As a supplement to yearly training, the Washington State Department of Corrections created specialized restrictive housing training for correctional staff assigned to work in the Intensive Management Units (IMUs) and other restrictive housing units (RH)—as per DOC policy, this includes anyone assigned to work in a specialized unit three or more days a week. Officers receive the Restrictive Housing Field Officer Training (FTO) booklet, a handheld steno book, as a part of their training materials. The booklets serve as a reference guide and provide resources such as policies, guidelines, and required assessments for corrections officers based on the department’s regulations. It also provides supervisory staff the opportunity to assess their officer’s proficiency in essential skills for work in RH units. Officers that complete the booklet receive recognition from the department.
The Restrictive Housing Training Program is committed to helping Correctional Officers cultivate their skills and attain their keys for success through continuous training, peer support, and regular reviews to improve overall facility integrity and excellence.
WA DOC leadership created the FTO booklets in collaboration with the Restrictive Housing Steering Committee—an internal board made up of representatives from all DOC facilities with RH units, including security and administrative staff, charged with evaluating and transforming the use of restrictive housing within the WA DOC. The FTO booklets align with the department’s strategic goals, including their commitment to reduce their use of restrictive housing and acknowledge the critical role of security, mental health, and administrative staff in achieving and maintaining these reforms. Materials in the booklet help supplement the training new officers receive in the training academy and helps expose both seasoned officers and recruits to the expectations for the use and operation of RH units.

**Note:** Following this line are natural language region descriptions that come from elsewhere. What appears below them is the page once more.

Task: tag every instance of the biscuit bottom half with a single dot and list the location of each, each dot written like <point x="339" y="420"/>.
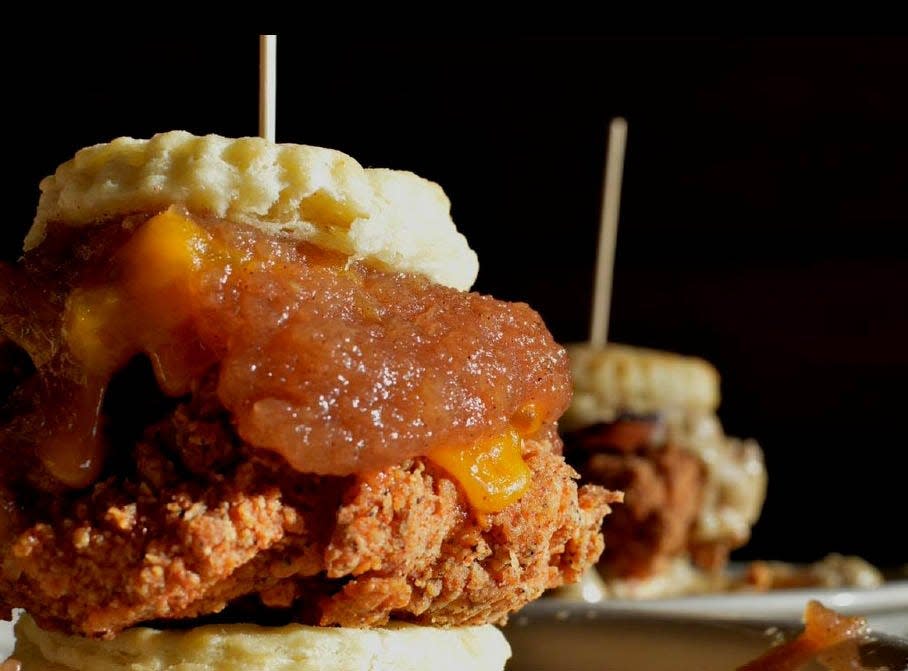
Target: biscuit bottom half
<point x="244" y="647"/>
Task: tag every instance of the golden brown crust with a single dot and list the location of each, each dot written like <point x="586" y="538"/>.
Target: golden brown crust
<point x="175" y="543"/>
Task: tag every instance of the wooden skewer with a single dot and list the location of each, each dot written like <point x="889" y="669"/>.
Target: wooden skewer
<point x="267" y="85"/>
<point x="608" y="232"/>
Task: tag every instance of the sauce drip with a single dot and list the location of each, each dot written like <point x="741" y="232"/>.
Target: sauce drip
<point x="339" y="367"/>
<point x="827" y="635"/>
<point x="491" y="471"/>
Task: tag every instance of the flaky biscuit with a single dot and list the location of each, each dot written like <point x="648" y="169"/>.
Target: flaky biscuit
<point x="243" y="647"/>
<point x="395" y="219"/>
<point x="621" y="379"/>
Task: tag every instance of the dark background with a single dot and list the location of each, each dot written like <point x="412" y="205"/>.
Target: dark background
<point x="763" y="222"/>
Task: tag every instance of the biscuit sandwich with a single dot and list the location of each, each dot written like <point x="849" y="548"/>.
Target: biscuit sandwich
<point x="645" y="422"/>
<point x="265" y="425"/>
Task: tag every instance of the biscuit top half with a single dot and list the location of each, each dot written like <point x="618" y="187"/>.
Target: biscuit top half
<point x="393" y="219"/>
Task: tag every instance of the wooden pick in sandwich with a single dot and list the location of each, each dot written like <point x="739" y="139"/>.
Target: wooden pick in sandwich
<point x="267" y="85"/>
<point x="608" y="231"/>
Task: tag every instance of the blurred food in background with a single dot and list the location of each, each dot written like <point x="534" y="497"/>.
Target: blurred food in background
<point x="645" y="422"/>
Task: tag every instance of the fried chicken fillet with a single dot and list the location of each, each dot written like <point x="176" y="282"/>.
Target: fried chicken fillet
<point x="244" y="382"/>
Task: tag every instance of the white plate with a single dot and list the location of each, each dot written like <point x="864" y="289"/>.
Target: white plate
<point x="886" y="607"/>
<point x="549" y="635"/>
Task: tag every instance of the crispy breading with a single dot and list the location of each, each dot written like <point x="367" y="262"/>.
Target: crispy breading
<point x="204" y="521"/>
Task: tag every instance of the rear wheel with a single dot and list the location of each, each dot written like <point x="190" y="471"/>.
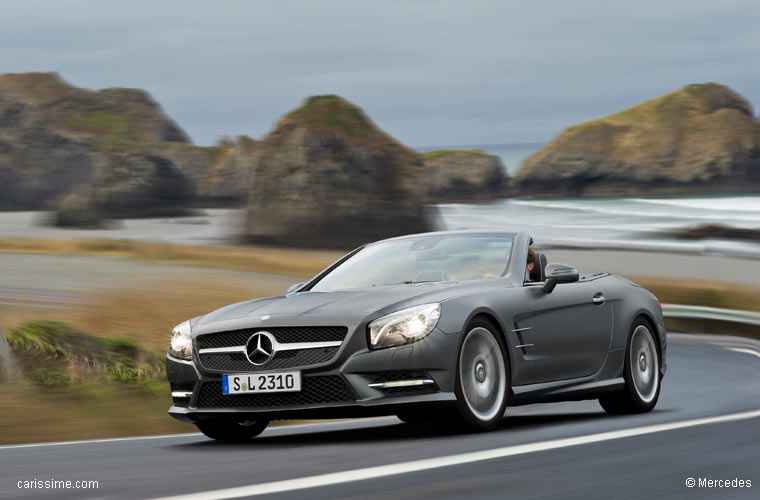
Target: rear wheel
<point x="482" y="378"/>
<point x="232" y="430"/>
<point x="641" y="373"/>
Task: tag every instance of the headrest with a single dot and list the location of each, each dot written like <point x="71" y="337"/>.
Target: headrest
<point x="537" y="273"/>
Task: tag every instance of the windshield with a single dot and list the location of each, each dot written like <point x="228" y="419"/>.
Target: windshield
<point x="457" y="257"/>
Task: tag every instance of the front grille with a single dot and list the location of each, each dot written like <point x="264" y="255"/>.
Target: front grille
<point x="281" y="359"/>
<point x="183" y="387"/>
<point x="284" y="335"/>
<point x="314" y="390"/>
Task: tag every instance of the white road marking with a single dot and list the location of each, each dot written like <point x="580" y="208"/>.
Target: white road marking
<point x="275" y="430"/>
<point x="744" y="350"/>
<point x="447" y="461"/>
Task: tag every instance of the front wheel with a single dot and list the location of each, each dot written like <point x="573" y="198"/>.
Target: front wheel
<point x="232" y="430"/>
<point x="482" y="378"/>
<point x="641" y="373"/>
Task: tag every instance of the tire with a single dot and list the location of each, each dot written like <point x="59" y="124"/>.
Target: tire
<point x="641" y="372"/>
<point x="482" y="378"/>
<point x="232" y="430"/>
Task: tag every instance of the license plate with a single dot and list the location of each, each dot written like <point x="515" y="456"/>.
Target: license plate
<point x="257" y="383"/>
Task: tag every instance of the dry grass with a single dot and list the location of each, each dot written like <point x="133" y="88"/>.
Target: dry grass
<point x="703" y="293"/>
<point x="285" y="261"/>
<point x="145" y="315"/>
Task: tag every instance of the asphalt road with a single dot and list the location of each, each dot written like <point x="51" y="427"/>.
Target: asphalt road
<point x="706" y="425"/>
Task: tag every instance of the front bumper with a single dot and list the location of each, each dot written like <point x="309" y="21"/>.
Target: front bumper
<point x="335" y="389"/>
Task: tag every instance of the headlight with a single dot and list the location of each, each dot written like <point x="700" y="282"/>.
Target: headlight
<point x="181" y="345"/>
<point x="404" y="327"/>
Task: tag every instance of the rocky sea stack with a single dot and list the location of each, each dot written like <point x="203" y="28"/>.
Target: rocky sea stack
<point x="701" y="139"/>
<point x="326" y="176"/>
<point x="110" y="153"/>
<point x="465" y="175"/>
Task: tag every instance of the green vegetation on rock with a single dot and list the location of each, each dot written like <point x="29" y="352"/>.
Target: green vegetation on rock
<point x="439" y="153"/>
<point x="334" y="113"/>
<point x="699" y="139"/>
<point x="54" y="354"/>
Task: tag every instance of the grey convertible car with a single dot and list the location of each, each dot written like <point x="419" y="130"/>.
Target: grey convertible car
<point x="444" y="326"/>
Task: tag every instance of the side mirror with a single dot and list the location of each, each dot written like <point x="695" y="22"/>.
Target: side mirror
<point x="295" y="287"/>
<point x="558" y="273"/>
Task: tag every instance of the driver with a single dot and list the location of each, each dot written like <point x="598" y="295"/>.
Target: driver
<point x="530" y="265"/>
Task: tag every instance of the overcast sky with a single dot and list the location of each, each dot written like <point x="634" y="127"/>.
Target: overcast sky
<point x="428" y="72"/>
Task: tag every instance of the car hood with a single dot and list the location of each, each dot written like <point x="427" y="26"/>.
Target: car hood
<point x="347" y="304"/>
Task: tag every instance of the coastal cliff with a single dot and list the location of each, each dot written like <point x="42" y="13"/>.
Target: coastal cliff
<point x="701" y="139"/>
<point x="326" y="176"/>
<point x="107" y="153"/>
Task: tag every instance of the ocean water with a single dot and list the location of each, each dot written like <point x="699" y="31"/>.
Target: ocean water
<point x="634" y="222"/>
<point x="511" y="155"/>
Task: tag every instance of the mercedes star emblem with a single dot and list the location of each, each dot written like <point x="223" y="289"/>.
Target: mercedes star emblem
<point x="260" y="348"/>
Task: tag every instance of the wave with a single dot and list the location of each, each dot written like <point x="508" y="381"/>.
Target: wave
<point x="605" y="208"/>
<point x="732" y="204"/>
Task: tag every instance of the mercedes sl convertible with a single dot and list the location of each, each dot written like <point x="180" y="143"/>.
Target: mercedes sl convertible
<point x="449" y="327"/>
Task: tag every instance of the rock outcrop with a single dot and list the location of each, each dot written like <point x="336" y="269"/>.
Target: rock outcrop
<point x="327" y="177"/>
<point x="464" y="175"/>
<point x="701" y="139"/>
<point x="105" y="154"/>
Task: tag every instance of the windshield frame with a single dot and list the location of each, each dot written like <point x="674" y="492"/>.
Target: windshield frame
<point x="512" y="237"/>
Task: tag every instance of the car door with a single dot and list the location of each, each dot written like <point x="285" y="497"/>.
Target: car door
<point x="571" y="329"/>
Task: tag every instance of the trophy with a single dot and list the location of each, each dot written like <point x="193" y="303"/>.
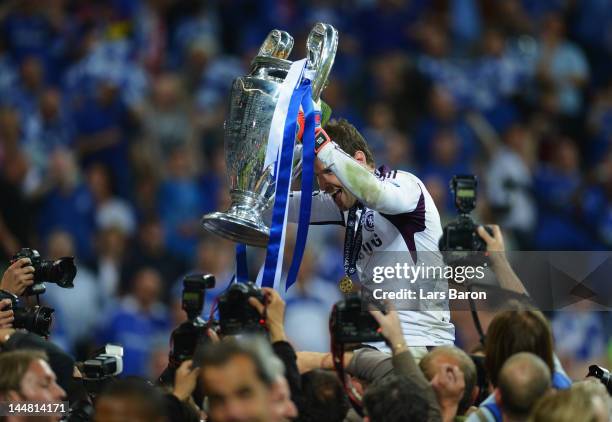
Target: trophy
<point x="252" y="103"/>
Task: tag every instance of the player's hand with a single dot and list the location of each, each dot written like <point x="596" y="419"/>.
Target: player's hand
<point x="495" y="243"/>
<point x="391" y="328"/>
<point x="185" y="380"/>
<point x="6" y="314"/>
<point x="274" y="312"/>
<point x="18" y="277"/>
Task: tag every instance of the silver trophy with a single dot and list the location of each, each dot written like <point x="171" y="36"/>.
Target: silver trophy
<point x="252" y="103"/>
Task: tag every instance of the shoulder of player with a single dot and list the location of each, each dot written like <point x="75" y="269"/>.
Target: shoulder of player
<point x="399" y="176"/>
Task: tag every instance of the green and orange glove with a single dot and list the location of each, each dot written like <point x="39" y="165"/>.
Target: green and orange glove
<point x="322" y="115"/>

In August 2019, the department began to pilot correctional officer training seminars hosted by a Correctional Program Manager and Captain, using the FTO booklets—starting first at Stafford Creek Correctional Center. The department first prioritized training for correctional staff that work in the facility’s IMUs, with a long-term goal to provide the training to all security staff—to emphasize the idea that conditions in the general prison population often contribute to the conditions in RH units.

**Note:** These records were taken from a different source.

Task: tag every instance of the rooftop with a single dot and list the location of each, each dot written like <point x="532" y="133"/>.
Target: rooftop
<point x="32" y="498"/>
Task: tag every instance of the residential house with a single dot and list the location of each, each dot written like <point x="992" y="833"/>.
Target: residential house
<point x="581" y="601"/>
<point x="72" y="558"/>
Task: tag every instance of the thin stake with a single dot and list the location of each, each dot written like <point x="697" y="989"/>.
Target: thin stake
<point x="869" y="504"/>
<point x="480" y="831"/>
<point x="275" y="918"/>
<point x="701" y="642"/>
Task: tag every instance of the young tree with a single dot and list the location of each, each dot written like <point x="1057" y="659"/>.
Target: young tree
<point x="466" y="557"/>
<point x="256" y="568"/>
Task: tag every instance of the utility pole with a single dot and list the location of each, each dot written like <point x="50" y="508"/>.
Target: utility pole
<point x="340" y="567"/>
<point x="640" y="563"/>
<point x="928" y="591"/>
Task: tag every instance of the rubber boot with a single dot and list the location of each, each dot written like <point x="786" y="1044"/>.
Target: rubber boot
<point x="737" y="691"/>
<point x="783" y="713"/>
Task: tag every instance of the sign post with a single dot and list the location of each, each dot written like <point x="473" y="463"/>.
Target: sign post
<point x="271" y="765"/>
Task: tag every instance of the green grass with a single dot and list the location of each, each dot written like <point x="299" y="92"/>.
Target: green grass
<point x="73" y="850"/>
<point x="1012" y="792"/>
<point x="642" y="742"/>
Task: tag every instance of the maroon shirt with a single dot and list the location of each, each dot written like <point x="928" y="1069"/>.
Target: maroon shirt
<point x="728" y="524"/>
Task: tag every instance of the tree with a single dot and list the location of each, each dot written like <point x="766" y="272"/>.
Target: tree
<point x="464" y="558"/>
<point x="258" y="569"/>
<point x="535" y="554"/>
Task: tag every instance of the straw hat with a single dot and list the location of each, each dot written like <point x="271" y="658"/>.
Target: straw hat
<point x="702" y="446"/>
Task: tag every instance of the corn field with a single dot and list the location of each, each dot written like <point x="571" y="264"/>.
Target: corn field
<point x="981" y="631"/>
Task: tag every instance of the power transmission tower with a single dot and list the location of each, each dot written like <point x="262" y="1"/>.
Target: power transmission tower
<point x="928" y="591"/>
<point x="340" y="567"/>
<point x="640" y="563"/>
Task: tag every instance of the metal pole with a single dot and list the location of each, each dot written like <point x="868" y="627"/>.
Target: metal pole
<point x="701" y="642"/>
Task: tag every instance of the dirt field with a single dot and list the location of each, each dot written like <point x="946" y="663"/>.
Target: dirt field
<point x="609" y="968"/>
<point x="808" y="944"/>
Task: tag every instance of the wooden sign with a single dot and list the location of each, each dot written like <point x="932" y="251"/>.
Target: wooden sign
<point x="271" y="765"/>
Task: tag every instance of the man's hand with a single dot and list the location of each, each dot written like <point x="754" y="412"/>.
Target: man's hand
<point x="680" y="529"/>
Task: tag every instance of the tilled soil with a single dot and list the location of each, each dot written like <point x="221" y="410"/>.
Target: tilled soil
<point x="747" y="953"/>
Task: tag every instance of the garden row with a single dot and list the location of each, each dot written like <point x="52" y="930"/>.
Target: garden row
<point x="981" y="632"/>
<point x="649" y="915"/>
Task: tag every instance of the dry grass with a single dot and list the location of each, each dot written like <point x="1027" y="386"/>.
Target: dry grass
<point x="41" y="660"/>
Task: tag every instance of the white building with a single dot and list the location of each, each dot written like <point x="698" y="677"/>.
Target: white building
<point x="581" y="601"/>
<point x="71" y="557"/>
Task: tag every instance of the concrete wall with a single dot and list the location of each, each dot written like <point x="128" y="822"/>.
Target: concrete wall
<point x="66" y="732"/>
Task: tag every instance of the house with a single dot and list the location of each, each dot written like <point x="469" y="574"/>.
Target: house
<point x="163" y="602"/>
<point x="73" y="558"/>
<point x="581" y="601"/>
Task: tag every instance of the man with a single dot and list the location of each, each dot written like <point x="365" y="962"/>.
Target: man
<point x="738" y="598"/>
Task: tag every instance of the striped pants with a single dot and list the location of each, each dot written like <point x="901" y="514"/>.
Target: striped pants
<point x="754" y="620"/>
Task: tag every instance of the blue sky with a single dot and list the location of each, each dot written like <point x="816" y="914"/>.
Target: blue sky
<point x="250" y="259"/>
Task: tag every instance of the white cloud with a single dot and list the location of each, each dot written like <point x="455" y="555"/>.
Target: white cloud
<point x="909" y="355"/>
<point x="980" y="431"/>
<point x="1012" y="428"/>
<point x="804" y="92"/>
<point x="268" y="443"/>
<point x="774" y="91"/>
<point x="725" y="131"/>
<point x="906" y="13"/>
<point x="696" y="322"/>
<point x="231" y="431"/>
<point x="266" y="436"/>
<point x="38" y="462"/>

Content in the FTO booklet mirrors the phases of in-person officer training. Each phase covers specific topics essential to working in RH. For example, phase one of the training includes the following topics:
- Unit movement, counts, daily reports, and processing incarcerated individuals
- Unit services
- Cuff port safety/awareness, strip searches, and restraints
Other training topics cover programming, individualized plans for incarcerated people, no-contact visitation, managing transgender, intersex, gender-nonconforming people, and emergency response procedures.
Each section includes overview pages on a specific topic with crucial points from department policies and a page for the officer’s notes. Each participant is paired with a mentor and must complete an assessment by demonstrating knowledge of a skill, practice, or policy and receive a signature in the booklet from a supervisory staff member (any Sergeant, Lieutenant, Captain, or Correctional Unit Supervisor) and their direct supervisor.
The booklets also include general resources useful for all correctional officers in the department, such as crisis response, department values, core competencies, and staff wellness and psychological support.
The department has received positive feedback from the RH FTO booklets. As of December 2020, the department has provided RH FTO booklets to all staff in RH in nine of WA DOC’s facilities. Three officers have completed the training to date. Though the program has just begun, the department hopes to have more staff complete their booklets.
Creating a companion booklet for RH training underscores the department’s commitment to RH reform and widespread culture change through the staff and the safety of those who live and work in these units by requiring RH staff to be proficient in the department’s policies and practices. The booklet’s success would not be possible without the contributions from officers themselves who participate in the Restrictive Housing Steering Committee and the support of various facility and department leadership.
Agencies that create RH training booklets should create a sustainable model for updating booklets to align with regular policy updates to ensure that the booklets reflect the most recent department regulations.